The first four can be used directly in Alexa skills for Text-to-Speech (TTS) using the Alexa Skills Kit (ASK) and the various skill building tools, while the other eight can be used to make audio recordings using Amazon Polly.
Audio samples and copy/paste SSML formulas which you can edit are included.
Voices Preview
1. Jordan
2. Ash
3. Charlie
4. Jesse
5. Finley
6. Justice
7. Salem
8. Campbell
9. Honor
10. Robin
11. Frankie
12. Sidney
Twelve SSML Formulas
The first four SSML formulas can be used in your custom Alexa skills for Text-to-Speech (TTS) conversion when using the Alexa Skills Kit (ASK) or skill building tools such as Voiceflow Creator. These formulas take advantage of the Alexa Polly Voice SSML tags.
The SSML for voices five through twelve are for use with AWS Amazon Polly. You can create MP3 files and use them your skills. Voices one through four can be replicated with Amazon Polly as well.
The reason voices with Amazon Polly SSML formulations are included is because the service provides several additional SSML effects which are not available in ASK. The most notable effect is controlling timbre (vocal tract length). This effect provides substantial control for approximating genderless-sounding voices.
How genderless voices can be included in your skills
There are several ways genderless voices can be used in custom skills:
1. If a skill just has one narrator, a genderless voice can be an alternative to either Alexa’s default voice or the Polly unmodified voices.
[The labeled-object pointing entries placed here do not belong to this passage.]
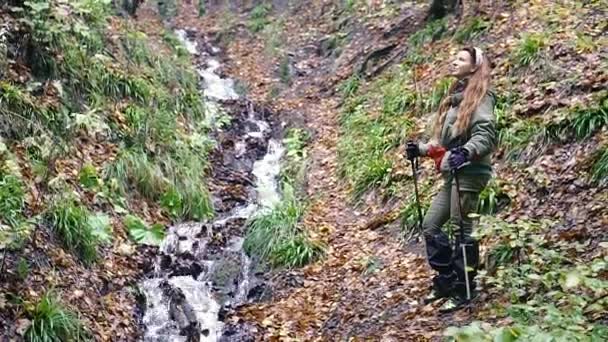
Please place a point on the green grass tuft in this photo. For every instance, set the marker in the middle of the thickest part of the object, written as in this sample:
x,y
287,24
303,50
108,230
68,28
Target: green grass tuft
x,y
52,322
293,168
258,19
529,49
366,138
12,200
277,237
70,222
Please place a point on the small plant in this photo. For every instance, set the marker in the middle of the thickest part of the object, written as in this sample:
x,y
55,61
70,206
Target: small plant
x,y
69,220
472,30
277,237
491,198
529,49
258,19
587,121
547,295
135,168
88,177
101,228
285,70
295,142
440,90
23,268
12,200
141,233
51,321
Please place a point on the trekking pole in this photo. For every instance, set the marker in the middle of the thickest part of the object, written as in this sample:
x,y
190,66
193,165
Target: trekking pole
x,y
419,209
462,243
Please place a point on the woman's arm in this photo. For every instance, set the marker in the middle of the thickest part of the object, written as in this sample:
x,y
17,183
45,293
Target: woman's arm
x,y
483,139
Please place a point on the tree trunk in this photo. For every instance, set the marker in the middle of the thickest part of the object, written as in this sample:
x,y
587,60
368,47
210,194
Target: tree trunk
x,y
440,8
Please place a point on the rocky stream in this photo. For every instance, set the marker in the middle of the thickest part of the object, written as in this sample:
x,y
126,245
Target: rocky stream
x,y
201,270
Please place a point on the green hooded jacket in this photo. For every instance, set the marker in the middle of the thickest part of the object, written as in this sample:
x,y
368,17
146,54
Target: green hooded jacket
x,y
480,139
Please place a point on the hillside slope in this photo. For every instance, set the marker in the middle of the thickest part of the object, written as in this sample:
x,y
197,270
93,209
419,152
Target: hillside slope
x,y
104,142
365,76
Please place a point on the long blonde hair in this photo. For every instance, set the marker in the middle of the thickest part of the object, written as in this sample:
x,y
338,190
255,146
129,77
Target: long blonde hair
x,y
476,88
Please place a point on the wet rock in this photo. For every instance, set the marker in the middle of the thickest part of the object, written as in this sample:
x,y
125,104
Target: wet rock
x,y
181,312
225,276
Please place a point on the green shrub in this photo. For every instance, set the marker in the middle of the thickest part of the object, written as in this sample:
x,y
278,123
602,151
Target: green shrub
x,y
276,236
134,168
529,49
23,268
12,200
365,139
491,198
294,164
141,233
88,176
70,222
548,294
51,321
585,121
258,19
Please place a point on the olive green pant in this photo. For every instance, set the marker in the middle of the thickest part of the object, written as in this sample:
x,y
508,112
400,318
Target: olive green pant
x,y
448,258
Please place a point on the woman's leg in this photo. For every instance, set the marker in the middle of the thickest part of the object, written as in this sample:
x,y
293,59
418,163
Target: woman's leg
x,y
438,249
468,201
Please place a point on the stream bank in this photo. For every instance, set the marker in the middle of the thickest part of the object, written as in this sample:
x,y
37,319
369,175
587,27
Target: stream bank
x,y
201,270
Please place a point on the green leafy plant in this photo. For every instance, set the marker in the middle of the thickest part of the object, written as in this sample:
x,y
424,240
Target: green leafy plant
x,y
101,227
285,70
69,220
143,234
549,294
88,176
258,19
51,321
492,198
529,49
366,138
12,200
23,268
276,236
439,91
293,167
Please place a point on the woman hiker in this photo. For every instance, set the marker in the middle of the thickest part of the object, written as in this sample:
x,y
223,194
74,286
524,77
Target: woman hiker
x,y
465,128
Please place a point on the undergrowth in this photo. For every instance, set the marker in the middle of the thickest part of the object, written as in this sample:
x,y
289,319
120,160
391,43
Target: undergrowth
x,y
366,138
277,236
52,322
546,289
69,221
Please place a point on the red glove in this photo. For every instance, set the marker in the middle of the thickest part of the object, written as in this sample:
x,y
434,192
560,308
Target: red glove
x,y
437,153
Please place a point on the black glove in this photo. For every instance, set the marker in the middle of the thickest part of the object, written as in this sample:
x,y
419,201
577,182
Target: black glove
x,y
412,151
458,156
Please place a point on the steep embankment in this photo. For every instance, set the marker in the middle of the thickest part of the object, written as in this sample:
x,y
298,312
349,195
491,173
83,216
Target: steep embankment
x,y
104,143
541,277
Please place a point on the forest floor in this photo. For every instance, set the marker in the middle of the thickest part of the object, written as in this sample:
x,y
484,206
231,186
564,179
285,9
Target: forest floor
x,y
370,284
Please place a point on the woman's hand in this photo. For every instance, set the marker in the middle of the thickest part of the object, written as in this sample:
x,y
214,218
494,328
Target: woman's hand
x,y
458,156
412,150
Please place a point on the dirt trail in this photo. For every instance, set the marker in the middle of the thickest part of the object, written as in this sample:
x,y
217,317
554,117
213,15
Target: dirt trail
x,y
369,284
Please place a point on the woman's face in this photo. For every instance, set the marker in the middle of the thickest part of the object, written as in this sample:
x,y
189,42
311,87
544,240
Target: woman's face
x,y
461,65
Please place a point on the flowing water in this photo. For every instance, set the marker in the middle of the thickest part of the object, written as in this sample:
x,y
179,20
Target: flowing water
x,y
186,292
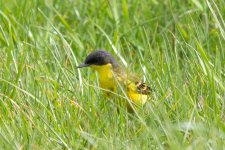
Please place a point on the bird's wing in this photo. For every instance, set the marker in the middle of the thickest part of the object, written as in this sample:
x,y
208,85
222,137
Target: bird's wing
x,y
132,82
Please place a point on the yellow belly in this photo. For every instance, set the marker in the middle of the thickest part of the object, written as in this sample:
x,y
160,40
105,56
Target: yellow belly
x,y
138,99
107,81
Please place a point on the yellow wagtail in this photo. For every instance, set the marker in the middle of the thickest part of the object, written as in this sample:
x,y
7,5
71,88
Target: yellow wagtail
x,y
111,73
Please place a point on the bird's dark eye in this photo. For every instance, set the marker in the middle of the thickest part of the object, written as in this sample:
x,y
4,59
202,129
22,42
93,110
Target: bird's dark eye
x,y
96,61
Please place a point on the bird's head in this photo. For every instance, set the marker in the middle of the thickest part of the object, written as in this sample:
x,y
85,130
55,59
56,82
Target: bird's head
x,y
99,58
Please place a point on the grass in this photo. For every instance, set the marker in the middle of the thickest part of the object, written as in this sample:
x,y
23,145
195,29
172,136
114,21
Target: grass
x,y
46,103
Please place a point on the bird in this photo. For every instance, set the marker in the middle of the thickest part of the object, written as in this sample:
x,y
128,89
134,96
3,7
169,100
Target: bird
x,y
111,73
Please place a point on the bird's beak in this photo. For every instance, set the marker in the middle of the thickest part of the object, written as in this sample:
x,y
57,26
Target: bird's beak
x,y
83,65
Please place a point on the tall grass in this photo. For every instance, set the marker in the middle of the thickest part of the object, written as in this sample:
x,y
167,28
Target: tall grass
x,y
177,46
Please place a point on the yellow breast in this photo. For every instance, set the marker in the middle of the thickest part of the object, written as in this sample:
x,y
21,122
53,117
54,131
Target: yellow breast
x,y
106,79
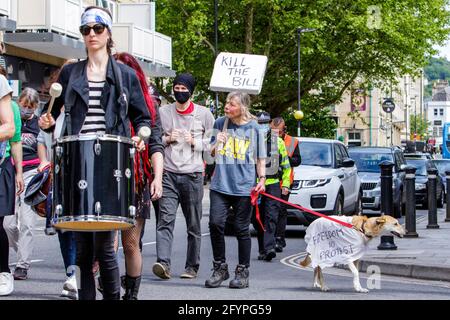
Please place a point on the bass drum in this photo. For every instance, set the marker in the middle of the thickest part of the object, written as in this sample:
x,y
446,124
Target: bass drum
x,y
93,183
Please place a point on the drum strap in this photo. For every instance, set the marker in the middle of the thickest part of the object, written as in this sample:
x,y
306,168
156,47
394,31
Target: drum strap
x,y
69,100
122,100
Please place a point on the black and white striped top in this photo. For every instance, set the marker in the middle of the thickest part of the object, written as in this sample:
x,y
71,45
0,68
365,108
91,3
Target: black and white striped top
x,y
95,117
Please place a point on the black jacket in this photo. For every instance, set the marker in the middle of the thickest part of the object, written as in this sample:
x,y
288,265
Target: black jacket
x,y
117,115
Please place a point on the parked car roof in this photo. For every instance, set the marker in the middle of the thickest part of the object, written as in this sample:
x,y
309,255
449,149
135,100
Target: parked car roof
x,y
371,149
307,139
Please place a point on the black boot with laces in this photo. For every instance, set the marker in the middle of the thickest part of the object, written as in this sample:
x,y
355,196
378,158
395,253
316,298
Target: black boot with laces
x,y
240,280
220,274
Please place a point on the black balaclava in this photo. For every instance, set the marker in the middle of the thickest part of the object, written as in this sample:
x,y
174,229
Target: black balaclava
x,y
188,81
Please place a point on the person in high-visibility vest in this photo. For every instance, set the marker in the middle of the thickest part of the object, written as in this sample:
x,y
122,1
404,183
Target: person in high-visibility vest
x,y
293,152
278,171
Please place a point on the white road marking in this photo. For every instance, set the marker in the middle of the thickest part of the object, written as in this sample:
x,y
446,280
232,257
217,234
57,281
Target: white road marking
x,y
32,261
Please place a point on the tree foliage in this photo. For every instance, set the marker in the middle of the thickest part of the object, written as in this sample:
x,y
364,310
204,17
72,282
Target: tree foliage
x,y
369,41
419,125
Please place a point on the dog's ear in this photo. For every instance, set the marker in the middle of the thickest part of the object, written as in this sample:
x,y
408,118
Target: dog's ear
x,y
380,220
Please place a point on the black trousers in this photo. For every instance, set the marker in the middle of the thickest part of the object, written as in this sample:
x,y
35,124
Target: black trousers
x,y
282,219
268,209
100,246
242,207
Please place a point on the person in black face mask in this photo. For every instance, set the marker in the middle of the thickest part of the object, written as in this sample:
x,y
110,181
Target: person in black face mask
x,y
185,126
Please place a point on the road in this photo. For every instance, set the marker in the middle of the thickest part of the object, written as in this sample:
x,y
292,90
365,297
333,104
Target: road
x,y
281,279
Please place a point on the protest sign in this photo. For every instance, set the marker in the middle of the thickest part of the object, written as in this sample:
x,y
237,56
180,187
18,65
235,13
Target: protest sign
x,y
238,72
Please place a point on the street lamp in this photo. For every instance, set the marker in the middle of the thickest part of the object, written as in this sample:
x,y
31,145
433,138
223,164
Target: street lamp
x,y
299,33
216,45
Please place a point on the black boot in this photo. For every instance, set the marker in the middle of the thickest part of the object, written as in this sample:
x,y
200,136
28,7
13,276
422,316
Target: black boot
x,y
240,280
131,287
219,275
2. If a skill is an interactive story, a game, or another multi-character skill, one or more characters can be designed to be genderless. This tutorial provides a technique for managing character voices with variables using Voiceflow:
How to Efficiently Manage Character Voices. Part 1: Variables
3. Allow users to choose a voice during their first session. For example, offer male and female voice options along with one or more genderless voices. This tutorial shows how to configure user preferences using Voiceflow:
How to Efficiently Manage Character Voices. Part 2: User Preferences
Persona Design
Something to bear in mind is that these genderless voices are just part of a character’s persona.
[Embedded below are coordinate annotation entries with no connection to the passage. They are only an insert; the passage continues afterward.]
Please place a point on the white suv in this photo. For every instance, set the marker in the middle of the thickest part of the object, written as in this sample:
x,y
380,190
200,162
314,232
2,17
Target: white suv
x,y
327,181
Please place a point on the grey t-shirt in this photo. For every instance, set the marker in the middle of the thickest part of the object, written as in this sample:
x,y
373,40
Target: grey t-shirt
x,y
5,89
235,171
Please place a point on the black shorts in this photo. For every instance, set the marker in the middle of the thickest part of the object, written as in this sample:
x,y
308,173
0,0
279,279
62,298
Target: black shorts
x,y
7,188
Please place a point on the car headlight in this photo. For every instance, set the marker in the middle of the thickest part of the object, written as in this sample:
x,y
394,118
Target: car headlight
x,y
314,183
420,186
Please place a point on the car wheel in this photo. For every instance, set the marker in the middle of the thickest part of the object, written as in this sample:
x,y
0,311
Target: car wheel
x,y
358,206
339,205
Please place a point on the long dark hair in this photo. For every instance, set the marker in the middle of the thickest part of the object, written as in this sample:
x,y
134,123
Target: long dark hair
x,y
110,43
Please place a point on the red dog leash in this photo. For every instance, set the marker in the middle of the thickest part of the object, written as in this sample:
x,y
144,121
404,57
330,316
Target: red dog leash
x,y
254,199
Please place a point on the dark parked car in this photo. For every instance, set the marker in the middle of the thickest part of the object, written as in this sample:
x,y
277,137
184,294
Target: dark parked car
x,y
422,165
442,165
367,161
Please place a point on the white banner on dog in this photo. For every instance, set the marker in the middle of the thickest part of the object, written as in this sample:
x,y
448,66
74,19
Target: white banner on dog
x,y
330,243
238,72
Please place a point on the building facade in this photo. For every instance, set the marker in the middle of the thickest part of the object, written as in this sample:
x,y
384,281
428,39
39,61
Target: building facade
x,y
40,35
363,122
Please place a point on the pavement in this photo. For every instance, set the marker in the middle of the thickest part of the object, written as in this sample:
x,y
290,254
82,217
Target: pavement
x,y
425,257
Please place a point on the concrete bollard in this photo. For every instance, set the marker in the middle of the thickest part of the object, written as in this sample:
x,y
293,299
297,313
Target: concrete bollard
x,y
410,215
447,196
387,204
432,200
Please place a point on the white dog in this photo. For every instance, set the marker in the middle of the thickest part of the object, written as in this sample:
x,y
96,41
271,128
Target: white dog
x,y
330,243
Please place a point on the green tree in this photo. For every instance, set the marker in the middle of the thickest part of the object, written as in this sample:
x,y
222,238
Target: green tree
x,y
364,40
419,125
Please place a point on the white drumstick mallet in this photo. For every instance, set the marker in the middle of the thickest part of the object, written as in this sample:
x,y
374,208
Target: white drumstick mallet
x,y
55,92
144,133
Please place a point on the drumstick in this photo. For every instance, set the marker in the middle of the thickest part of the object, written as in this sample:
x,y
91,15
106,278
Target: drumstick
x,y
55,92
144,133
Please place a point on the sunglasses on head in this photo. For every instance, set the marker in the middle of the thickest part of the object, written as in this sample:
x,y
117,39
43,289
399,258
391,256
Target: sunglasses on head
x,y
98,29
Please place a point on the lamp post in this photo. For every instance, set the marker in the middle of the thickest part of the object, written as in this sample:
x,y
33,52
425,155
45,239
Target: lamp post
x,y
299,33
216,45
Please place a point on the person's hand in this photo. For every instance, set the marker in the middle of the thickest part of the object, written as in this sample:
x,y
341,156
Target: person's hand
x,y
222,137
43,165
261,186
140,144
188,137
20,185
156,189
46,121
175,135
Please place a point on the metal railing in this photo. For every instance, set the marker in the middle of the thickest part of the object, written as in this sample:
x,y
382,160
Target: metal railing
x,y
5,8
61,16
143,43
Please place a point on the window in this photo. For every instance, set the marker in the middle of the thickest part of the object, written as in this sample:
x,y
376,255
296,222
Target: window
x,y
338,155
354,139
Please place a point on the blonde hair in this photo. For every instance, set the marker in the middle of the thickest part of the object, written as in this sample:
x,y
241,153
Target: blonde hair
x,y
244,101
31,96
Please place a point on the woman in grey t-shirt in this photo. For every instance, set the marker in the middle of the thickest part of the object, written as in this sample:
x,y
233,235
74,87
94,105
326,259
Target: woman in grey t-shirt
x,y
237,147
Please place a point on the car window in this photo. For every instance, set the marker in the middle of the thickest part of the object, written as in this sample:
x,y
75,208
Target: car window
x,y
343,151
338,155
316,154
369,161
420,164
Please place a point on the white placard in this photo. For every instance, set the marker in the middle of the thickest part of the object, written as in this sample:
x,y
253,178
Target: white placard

Other aspects, such as a character’s choice of words when interacting with users, how they interact with other characters (including pronouns), and how they behave are design considerations as well.
What is SSML?
If you are not familiar with Speech Synthesis Markup Language (SSML), they are tags which can be applied to text being converted to speech.
As you probably know, HTML can alter the appearance of text on a page. For example, HTML can be used to specify a font. HTML can make text appear bold, italicised, have different colors, and display in different sizes.
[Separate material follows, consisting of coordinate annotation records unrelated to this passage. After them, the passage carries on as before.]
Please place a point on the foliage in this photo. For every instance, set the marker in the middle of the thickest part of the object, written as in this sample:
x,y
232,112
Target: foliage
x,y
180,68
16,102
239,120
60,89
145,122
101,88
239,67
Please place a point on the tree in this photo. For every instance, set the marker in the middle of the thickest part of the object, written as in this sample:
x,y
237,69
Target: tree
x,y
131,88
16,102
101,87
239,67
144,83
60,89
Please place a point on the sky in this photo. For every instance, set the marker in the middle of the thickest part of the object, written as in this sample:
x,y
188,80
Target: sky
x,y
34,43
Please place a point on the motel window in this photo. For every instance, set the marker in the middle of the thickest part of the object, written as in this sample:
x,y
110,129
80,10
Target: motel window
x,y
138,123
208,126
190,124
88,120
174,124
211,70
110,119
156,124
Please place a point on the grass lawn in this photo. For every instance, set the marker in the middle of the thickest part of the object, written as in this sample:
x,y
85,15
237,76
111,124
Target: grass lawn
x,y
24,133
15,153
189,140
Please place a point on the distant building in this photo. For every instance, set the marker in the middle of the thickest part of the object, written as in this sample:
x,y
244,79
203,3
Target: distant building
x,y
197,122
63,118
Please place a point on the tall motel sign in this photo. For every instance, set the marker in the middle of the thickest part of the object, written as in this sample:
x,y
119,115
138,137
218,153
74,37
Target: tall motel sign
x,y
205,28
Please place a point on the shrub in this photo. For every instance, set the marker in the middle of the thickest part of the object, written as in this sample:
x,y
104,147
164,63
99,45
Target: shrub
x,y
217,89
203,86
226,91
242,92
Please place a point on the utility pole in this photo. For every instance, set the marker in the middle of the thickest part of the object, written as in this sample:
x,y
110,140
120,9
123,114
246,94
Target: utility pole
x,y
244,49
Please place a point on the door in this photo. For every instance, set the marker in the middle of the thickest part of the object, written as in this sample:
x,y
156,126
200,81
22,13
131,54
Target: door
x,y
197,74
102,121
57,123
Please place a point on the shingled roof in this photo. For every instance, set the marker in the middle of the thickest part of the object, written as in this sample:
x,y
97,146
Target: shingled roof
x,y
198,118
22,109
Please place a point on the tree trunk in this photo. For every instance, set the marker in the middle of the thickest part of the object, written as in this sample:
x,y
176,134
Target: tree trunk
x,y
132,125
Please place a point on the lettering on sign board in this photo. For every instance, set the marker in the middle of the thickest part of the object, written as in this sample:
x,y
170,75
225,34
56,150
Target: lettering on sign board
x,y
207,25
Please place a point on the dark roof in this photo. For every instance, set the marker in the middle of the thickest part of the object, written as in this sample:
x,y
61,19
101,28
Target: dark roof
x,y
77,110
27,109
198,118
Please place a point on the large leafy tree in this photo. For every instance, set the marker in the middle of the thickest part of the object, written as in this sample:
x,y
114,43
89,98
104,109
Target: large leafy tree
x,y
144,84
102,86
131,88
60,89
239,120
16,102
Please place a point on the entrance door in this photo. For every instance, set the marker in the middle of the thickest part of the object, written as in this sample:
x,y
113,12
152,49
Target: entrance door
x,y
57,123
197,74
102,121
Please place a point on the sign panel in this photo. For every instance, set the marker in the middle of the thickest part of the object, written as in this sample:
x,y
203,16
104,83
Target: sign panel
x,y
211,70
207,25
Likewise, SSML can alter how a voice sounds when text is recited. The SSML syntax consists of tags, which are added to text in a manner similar to HTML. Both the Alexa Skills Kit (ASK) and Amazon Polly support a variety of SSML tag options.
A starting point is picking a “base” voice. They are nicknamed “Polly voices.” In Alexa skills, you can use SSML voice tags to utilize the various Amazon Polly voices.
Once a Polly voice is selected, a common SSML alteration for voice is Prosody. Prosody adjustments generally include refining a voice’s pitch, rate of speech, and relative loudness. There are additional SSML tags that can enable a variety of effects as well.
SSML Reference Documentation
These Amazon references provide detailed explanations of how the SSML tags work, additional SSML tag options, syntax and the parameter ranges.
Speech Synthesis Markup Language (SSML) Reference: Alexa Skills Kit (ASK)
SSML Tags Supported by Amazon Polly
WORKSHEET FOR GENDERLESS VOICE SSML FORMULAS
This article has the copy/paste SSML formulas in the next sections. However for your convenience the SSML formulas are also in this downloadable .txt document (Right Click / Save Link As…).
Alexa SSML Copy And Paste Genderless Voices Worksheet V01
PRO TIP: Be careful when working with single and double quotes when copying and pasting between your word processor and your skill user interface. Quote marks should be straight vertical characters. It is best to turn off smart quote options in your word processor, and be aware that curly and angled quote marks may fail.
PRO TIP: Be careful when copying and pasting SSML tags into a word processor if they are at the beginning of a sentence. Some word processors will auto-capitalize the first letter. For example, your word processor might change <prosody> to <Prosody> and the latter might fail. If possible, turn off auto-capitalization in your word processor.
Sample Text
The sample text is from Herman Melville’s, Moby-Dick. A few breaks have been added to help with pacing.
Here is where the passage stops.